O 1143, grupo neonazi liderado por Mário Machado, é apontado pela investigação como responsável por ações de agressão em Aveiras contra cidadãos indianos. Segundo informações apuradas, as ações foram captadas por videovigilância. O grupo terá criado estruturas fictícias de apoio animal e de distribuição alimentar para encobrir a natureza extremista da organização.
A investigação indica que as agressões ocorreram no concelho de Azambuja, na freguesia de Aveiras, e que as filmagens mostram atos de violência contra pessoas de origem indiana. A PJ já esteve envolvida no rastreio das ligações entre o grupo e os episódios captados por câmaras de segurança.
O pulso da operação parece estar ligado ao antigo líder do 1143, Mário Machado, que passou pela prisão de Alcoentre. Dados recolhidos indicam a existência de planos para formar uma milícia, com o disfarce de resgate animal e apoio social como capa para atividades extremistas.

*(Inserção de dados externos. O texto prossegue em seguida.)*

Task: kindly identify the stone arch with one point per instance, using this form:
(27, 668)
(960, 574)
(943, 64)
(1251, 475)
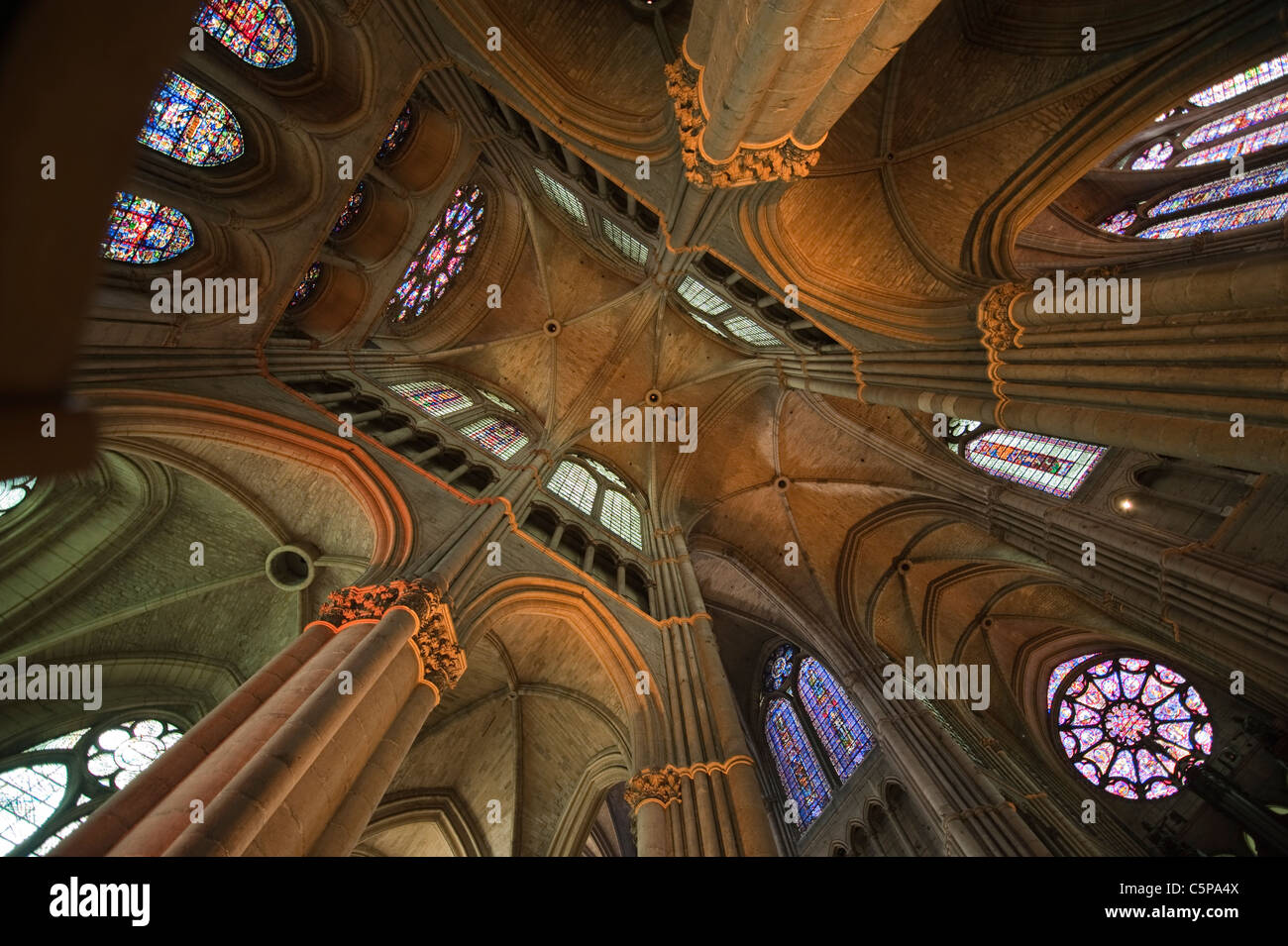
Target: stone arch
(432, 822)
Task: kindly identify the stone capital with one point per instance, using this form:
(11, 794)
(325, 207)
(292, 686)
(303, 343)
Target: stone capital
(782, 161)
(661, 786)
(441, 658)
(369, 602)
(997, 331)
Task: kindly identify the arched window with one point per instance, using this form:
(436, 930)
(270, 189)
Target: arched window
(473, 413)
(797, 686)
(1125, 722)
(494, 435)
(1240, 117)
(715, 313)
(588, 485)
(14, 490)
(562, 197)
(141, 231)
(1042, 463)
(50, 789)
(835, 719)
(191, 125)
(305, 288)
(798, 765)
(259, 31)
(433, 398)
(626, 244)
(395, 136)
(351, 209)
(441, 258)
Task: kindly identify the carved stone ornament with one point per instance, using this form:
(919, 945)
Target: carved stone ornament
(785, 161)
(660, 786)
(993, 317)
(441, 657)
(368, 602)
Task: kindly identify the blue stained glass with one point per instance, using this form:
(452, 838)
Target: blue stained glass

Entre os materiais apreendidos pela investigação, constam t-shirts com a inscrição 1143 Resgate Animal, supostamente utilizadas para confundir a imagem pública do grupo. A análise dos fortes sinais de organização sugere uma estratégia de expansão e infiltração de jovens.
Contexto do Grupo 1143
A PJ tem vindo a analisar a evolução do núcleo, com foco na relação entre as ações em Aveiras e as redes de apoio simuladas. As diligências procuram confirmar a extensão da milícia e o objetivo final da organização. O Ministério Público acompanha o caso de perto.
Provas e próximos passos
Fontes da investigação apontam que as evidências incluem mensagens e documentos que descrevem a ideia de milícia, bem como vestuário temático que reforça a presença de um movimento estruturado. O objetivo é esclarecer a ligação entre as agressões e a pretensão de criação de um grupo paramilitar.